KEY POINTS:
Tomorrow's strike of more than 2000 junior doctors may not be the last, as talks between their union and the health boards continue to flounder.
The strike, starting at 7am tomorrow and continuing until 7am Friday, mirror the doctors' two-day strike two weeks ago.
Thousands of New Zealanders' elective surgery was postponed then, and the same result will follow from tomorrow's action.
It will have a financial cost - estimated at well above $1 million per day to the country's public health sector - from advertising the strike, planning contingency strategies and paying senior doctors additional hourly rates to cover for the missing junior doctors.
But New Zealand Resident Doctors Association general secretary Dr Deborah Powell told the Herald last night she didn't think tomorrow's strike would have an effect on the health boards' position, calling it one of "non-negotiation".
That would mean the union would go back to doctors after the strike and discuss the next steps, she said.
Further strikes would definitely feature in those discussions.
The doctors want a 13.3 per cent increase each year for three years to their present package. Health boards are offering 4.25 per cent per year for three years.
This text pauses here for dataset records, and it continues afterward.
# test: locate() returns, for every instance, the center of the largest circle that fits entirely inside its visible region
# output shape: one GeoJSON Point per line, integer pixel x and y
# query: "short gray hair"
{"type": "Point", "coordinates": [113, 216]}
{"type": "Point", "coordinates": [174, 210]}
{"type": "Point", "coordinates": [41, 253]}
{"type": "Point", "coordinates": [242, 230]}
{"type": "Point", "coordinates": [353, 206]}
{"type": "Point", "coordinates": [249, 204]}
Despite a series of tit-for-tat media releases between the NZRDA and the district health boards yesterday, no new offers were tabled.
Health board pay data showed first-year junior doctors' total pay averaged about $88,000 a year, lead negotiator David Meates said.
Dr Powell said that figure was wrong. Doctors would need to work long hours, often totalling more than 70 in a week, to receive that.
High levels of responsibility and more generous pay in many other countries are also a feature consistently raised by the doctors. They say their present pay is equivalent to about $22 an hour - too little for such a role, they add.
The parties couldn't agree on which figures were more accurate, but do agree that thousands of operations would be affected by tomorrow's strike. They include joint replacements, hysterectomies, cataract operations, grommets and prostate operations.
Many patients spend years waiting for those operations.
Dr Powell said the doctors were not enjoying seeing the effects the strikes were having on patients.
TIT FOR TAT
* A District Health Boards New Zealand statement yesterday said an offer it made after tomorrow's strikes were announced would have given junior doctors a lump-sum equivalent to 4.25 per cent of their yearly earnings to ensure the strikes did not progress. It also set out a plan for an independent commission.
* Health boards' spokesman David Meates responded to strike spokeswoman Dr Deborah Powell's comparison with senior doctors, saying it was being used to "distort a picture to somehow justify a claim totalling 40 per cent over three years".
* The New Zealand Medical Association chairman, Dr Peter Foley, said there was a desperate need for a change of approach to the stand-off. "The Government must intervene," he said.